November 20th 2019 was a day of worry and preparations at the warehouse (Bijlmer, Amsterdam). That warehouse was then home to approximately 100 young men from Gambia, Nigeria, Burkina Faso and Senegal. An eviction was planned at 9 AM the next day. The young men were classified as “undocumented people,” even though their legal statuses and migration pathways could hardly be lumped together under a single label.
Some of these men had gained protection from Italy but moved to the Netherlands in search of better job opportunities; others had been rejected by Italy or other Member States and wanted to apply for asylum again; yet others were defined as "out-of-procedure" by Dutch authorities, as they had exhausted all avenues for regularising their status.
On the eviction day, the migrants were prepared: personal belongings, mattresses, and food had already been taken out of the warehouse when the police arrived. No resistance. “We are tired. We'd better die” – someone said. Others took it more philosophically: “It's always the same story anyway. Tomorrow we'll see”.
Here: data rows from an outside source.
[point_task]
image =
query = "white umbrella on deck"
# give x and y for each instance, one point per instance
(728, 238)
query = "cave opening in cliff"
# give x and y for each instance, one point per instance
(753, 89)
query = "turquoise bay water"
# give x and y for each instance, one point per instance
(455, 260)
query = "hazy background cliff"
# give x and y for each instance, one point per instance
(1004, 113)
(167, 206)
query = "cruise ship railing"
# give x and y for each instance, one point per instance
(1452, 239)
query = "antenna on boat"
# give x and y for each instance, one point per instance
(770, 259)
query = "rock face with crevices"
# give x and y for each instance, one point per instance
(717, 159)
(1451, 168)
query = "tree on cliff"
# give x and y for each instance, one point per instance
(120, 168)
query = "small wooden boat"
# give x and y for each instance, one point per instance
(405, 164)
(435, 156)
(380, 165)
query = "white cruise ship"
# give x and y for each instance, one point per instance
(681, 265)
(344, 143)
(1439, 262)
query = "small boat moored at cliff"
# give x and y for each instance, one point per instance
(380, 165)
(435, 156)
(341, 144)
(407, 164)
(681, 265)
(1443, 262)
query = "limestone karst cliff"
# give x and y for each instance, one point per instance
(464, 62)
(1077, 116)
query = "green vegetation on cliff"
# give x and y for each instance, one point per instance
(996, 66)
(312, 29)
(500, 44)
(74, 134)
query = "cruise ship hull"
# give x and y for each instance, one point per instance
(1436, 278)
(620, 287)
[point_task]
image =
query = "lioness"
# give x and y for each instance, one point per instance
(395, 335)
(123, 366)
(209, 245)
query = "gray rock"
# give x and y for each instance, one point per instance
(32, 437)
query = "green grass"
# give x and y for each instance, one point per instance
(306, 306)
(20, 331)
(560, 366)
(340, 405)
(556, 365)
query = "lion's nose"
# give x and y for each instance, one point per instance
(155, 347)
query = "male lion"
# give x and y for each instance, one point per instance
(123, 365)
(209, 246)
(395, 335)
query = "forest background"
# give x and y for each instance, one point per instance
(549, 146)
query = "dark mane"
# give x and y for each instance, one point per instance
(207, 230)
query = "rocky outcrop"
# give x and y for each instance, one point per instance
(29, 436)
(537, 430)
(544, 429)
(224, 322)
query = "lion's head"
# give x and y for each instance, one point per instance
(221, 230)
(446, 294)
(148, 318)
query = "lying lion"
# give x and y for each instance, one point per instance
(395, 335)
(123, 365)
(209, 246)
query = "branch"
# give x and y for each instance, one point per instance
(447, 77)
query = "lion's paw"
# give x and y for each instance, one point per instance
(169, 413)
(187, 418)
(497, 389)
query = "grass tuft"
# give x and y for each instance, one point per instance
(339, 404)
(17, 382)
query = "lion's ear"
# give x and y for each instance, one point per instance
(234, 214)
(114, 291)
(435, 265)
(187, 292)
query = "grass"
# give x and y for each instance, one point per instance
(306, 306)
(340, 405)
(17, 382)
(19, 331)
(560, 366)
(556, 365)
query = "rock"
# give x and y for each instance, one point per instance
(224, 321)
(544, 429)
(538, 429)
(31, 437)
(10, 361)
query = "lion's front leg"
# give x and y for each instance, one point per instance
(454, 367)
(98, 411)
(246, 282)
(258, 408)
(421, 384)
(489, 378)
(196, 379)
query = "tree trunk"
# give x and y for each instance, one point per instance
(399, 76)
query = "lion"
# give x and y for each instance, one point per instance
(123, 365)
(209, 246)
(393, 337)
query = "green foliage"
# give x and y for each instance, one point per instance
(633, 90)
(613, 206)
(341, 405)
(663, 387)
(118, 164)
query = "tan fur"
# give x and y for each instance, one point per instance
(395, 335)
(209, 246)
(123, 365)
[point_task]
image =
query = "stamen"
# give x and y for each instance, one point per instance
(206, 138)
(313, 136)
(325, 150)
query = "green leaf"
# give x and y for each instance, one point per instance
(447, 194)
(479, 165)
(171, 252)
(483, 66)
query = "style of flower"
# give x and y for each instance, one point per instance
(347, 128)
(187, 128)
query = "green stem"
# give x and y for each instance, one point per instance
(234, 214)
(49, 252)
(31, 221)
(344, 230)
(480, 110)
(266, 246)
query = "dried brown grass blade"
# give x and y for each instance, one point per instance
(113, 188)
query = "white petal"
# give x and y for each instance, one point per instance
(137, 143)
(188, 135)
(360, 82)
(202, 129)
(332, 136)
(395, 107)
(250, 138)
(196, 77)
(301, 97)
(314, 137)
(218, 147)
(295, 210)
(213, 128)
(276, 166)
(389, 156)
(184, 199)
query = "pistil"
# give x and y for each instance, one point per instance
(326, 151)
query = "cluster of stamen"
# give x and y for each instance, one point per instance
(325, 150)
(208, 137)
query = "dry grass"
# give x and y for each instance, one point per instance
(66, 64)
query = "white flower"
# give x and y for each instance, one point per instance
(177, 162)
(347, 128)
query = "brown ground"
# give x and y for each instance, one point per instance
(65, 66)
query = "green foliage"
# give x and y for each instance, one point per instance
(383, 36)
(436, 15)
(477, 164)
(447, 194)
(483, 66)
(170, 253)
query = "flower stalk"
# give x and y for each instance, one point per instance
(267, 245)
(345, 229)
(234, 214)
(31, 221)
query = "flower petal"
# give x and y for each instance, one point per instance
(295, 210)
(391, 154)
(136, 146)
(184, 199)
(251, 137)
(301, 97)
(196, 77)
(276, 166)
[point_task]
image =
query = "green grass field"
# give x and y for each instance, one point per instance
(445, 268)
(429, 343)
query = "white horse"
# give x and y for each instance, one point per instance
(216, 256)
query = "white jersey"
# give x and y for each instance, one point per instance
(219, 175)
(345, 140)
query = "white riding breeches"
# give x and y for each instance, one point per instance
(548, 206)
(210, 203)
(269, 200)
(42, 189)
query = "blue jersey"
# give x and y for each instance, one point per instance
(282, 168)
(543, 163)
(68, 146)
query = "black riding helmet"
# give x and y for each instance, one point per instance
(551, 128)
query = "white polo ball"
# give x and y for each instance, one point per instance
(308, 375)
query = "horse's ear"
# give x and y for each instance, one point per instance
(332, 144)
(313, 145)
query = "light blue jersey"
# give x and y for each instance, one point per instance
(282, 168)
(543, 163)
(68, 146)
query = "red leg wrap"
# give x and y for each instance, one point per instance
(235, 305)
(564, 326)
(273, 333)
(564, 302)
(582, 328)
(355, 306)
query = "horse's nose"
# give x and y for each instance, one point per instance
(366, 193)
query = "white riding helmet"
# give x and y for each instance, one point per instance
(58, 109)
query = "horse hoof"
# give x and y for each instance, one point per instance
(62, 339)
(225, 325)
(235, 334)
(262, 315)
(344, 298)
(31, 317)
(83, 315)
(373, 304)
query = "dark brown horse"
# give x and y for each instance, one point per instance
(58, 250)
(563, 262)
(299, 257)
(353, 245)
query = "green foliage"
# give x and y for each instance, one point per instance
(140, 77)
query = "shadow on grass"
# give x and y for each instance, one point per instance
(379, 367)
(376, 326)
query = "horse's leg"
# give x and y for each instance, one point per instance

After eviction, the group dispersed to various destinations across the city, depending on their networks or the support received from volunteers and local associations. However, none of them could be hosted in the facilities of the new national program for sheltering undocumented people called the LVV (Landelijke Vreemdelingen Voorziening, literally "National Aliens Service") that Amsterdam was testing at the time. Most of them did not meet the program's requirements.
What was the aim of the programme and who was considered deserving enough to enter it? These are some of the questions that we tried to answer in our study, recently published in Cities.
When we approached the LVV program as foreign researchers, we were somewhat surprised by the open-minded nature of a programme that was providing services to the "undocumented", a group of people often considered to be formally "non-existent" and by definition "undeserving" of any public service. This reflection is even more important today given the recent top-down propositions to completely stop any reception facilities for undocumented migrants in the Netherlands. City representatives were hopeful about program’s potential for coping with the city’s growing population of undocumented people, estimated at around 15,000 and many are still fighting today to try to maintain the basic services that the LVV allowed to provide for some.
However, the more we studied the program and its more or less direct effects, the more we also noticed some of its problematic implications. In particular, our study suggests that the pilot program introduced a new "hierarchy of deservingness" among undocumented migrants that effectively reinforced at local level the justifications for exclusion from basic services and territorial expulsion.